**Maintainer:**admin

Today we finally discuss differentiability and the definition of the derivative. Recall from introduction to calculus that

$$ f'(x) = \lim_{h \to 0} \frac{f(x+h) - f(x)}{h} $$

The equivalent formulation that we'll use is:

$$ f'(c) = \lim_{x \to c} \frac{f(x) - f(c)}{x - c} $$

**Definition:** Let $I \subseteq \mathbb{R}$ be an interval, $f : I \to \mathbb{R}$ and $c \in I$. We say $L \in \mathbb{R}$ is the derivative of $f$ at $c$ if for a given $\epsilon > 0$, there exists a $\delta > 0$ such that if $0 < |x-c| < \delta$ then:

$$
\left| \frac{f(x)-f(c)}{x-c} - L \right| < \epsilon
$$

In this case we say $f$ is *differentiable* at $c$ and denote $L = f'(c)$.

As you must remember, the derivative of $f$ is only defined at $c$ if $f$ is continuous at $c$. Thus it's a pretty simple proposition that:

**Theorem:** Let $I$ be an interval, $f : I \to \mathbb{R}$ be a function on $I$, and $c \in I$. If $f$ is differentiable at $c$ then $f$ is continuous at $c$.
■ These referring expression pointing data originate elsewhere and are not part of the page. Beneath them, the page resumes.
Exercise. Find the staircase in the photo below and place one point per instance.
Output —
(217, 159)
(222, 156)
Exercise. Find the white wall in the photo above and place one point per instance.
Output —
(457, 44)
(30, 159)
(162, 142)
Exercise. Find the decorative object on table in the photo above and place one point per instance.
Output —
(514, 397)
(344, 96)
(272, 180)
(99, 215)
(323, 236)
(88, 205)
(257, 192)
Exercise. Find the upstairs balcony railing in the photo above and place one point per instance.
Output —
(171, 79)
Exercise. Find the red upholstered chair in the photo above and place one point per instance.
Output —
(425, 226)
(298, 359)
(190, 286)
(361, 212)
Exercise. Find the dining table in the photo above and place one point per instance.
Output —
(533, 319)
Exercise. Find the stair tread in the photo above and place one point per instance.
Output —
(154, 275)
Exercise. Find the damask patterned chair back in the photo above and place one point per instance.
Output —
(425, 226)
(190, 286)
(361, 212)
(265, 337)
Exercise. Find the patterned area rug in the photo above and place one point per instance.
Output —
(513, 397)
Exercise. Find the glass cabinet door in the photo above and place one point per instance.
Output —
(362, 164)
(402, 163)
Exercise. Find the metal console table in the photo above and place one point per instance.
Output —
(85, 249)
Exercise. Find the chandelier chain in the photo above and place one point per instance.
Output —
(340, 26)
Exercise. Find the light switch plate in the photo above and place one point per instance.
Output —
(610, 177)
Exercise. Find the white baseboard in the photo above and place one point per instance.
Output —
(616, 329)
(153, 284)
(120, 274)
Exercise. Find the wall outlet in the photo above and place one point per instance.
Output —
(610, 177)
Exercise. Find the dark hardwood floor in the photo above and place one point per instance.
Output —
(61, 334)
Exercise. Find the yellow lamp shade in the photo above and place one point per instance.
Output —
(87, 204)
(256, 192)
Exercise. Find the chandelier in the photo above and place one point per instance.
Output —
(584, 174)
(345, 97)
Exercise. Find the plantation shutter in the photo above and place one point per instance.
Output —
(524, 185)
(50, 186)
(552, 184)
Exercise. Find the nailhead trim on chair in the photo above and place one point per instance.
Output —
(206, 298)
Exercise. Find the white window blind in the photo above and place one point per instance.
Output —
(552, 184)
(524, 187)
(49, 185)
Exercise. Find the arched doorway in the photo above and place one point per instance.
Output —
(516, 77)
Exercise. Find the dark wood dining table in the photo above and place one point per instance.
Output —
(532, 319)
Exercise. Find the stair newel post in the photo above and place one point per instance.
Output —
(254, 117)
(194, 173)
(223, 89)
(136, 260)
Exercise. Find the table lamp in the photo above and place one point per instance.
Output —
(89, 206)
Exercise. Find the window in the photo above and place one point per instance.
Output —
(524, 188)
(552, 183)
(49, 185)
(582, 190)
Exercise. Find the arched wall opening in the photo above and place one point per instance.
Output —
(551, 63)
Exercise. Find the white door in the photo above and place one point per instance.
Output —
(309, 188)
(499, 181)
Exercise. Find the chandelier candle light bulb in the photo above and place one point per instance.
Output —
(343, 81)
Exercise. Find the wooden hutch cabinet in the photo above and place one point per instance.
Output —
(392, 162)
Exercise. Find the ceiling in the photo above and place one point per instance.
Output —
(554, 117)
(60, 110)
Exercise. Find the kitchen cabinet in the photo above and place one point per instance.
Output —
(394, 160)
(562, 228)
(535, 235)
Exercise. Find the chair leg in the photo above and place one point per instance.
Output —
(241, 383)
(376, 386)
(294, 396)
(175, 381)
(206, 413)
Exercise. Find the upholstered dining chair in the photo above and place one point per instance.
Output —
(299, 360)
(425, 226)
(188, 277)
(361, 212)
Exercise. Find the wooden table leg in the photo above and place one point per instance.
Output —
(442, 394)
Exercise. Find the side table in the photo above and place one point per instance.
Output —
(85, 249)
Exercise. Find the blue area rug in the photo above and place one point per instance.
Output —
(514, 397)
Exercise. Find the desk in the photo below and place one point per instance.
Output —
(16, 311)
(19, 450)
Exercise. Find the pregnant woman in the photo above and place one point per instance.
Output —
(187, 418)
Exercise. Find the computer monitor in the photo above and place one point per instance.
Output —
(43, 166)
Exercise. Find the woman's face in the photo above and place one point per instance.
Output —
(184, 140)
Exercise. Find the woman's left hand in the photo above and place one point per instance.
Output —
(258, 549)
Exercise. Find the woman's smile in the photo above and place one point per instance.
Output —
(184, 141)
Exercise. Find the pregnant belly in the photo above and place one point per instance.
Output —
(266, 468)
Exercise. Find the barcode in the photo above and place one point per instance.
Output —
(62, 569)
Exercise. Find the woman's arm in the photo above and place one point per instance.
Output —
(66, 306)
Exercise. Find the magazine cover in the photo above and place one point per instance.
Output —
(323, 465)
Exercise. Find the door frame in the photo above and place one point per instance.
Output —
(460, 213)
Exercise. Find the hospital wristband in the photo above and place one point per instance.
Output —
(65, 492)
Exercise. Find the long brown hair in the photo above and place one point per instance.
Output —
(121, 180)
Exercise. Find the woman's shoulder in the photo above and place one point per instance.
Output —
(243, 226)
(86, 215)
**Proof:** Let $\epsilon > 0$ be given - WLOG, take $\epsilon < 1$. As $f$ is differentiable, there exists some $L \in \mathbb{R}$ and $\delta_1 > 0$ such that if $0 < |x-c| < \delta_1$, then $\left|\frac{f(x)-f(c)}{x-c} - L\right| < \epsilon$. Let $\delta = \inf\{\delta_1, \frac{\epsilon}{1+|L|}\}$. Then if $0 < |x-c| < \delta$, it follows that

$$ |f(x) - f(c)| = \left|\frac{f(x)-f(c)}{x-c}(x-c)\right| \\ = \left|\left[\frac{f(x)-f(c)}{x-c}-L+L\right](x-c)\right| \\ = \left|\left[\frac{f(x)-f(c)}{x-c}-L\right](x-c) + L(x-c)\right| \\ \leq \left|\frac{f(x)-f(c)}{x-c}-L\right|\left|x-c\right| + |L|\left|x-c\right| \\ < |x-c| + |L||x-c| = (1 + |L|)|x-c| \\ < \frac{\epsilon (1 + |L|)}{1+|L|} = \epsilon \qquad \blacksquare $$

Note that this is only a one-way implication - continuity does not guarantee differentiability. Consider $f(x) = |x|$, for example - continuous but not differentiable at $x=0$.

Now we come to the theorems we know and love:

**Theorem:** Let $I \subseteq \mathbb{R}$ be an interval, $c \in I$, $f, g : I \to \mathbb{R}$ be functions that are differentiable at $c \in I$. Then:

(i) if $k \in \mathbb{R}$, $kf$ is differentiable at $c$ and $(kf)'(c) = kf'(c)$

(ii) $f + g$ is differentiable at $c$ and $(f + g)'(c) = f'(c) + g'(c)$

(iii) $fg$ is differentiable at $c$ and $(fg)'(c) = f(c)g'(c) + g'(c)f(c)$

(iv) if $g(c) \neq 0$ then $\frac{f}{g}$ is differentiable at $c$ and

$$ \left(\frac{f}{g}\right)'(c) = \frac{g(c)f'(c) - f(c)g'(c)}{g^2(c)} $$

The proofs of these statements can be found in the book, Section 6.1. (i) and (ii) in particular are almost trivial.